Hello, just checking to make sure that it’s a matter of which banks the threads of a warp are accessing when the addresses are in __shared__, not that all of the addresses fit neatly in a contiguous range of 32. Is that correct? If my threads are accessing indices 5, 38, 71, 104, …, 995, 1028 of an array (for simplicity, the array elements have size four bytes), those accesses are going to be handled by banks 5, 6, 7, …, 31, 0, 1, 2, 3, 4. That should be the same performance as a warp accessing elements 5, 6, 7, 8, …, 35, 36 of the same array, no? Of course, when accessing global the latter is OK (best would be 0, 1, …, 30, 31) but the former is the absolute worst–every thread taking its own cache line.

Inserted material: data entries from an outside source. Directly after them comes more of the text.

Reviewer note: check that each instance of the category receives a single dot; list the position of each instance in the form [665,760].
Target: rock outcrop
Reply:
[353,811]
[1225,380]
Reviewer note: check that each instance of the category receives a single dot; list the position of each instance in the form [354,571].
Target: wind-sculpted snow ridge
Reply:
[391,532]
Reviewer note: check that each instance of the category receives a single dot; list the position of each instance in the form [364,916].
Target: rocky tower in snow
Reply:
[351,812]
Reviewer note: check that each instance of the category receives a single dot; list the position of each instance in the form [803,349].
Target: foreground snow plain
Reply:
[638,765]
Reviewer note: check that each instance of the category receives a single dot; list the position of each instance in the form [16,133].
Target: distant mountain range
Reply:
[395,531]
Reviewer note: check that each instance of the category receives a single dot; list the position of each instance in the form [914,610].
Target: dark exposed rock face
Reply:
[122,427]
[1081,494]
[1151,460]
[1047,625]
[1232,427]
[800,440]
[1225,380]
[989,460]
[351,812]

correct. For maximum throughput to shared memory, the rule is, considering a warp-wide access, we want no more than one item per bank requested. It is not necessary that all addresses be contiguous. Shared memory generally also has the broadcast rule. That means that if there are multiple requests to the same bank, but they are also to the same location, this does not reduce efficiency. A particular location can be broadcast to multiple threads in a warp, per transaction, at no additional cost.
Thanks, Robert. I’ve been doing some head math and thinking that I may be piling things up, much more than is needed, on a handful of the __shared__ banks. And I have another thing that I want to do that will be even more powerful if I don’t need to worry about keeping all the accesses adjacent per se.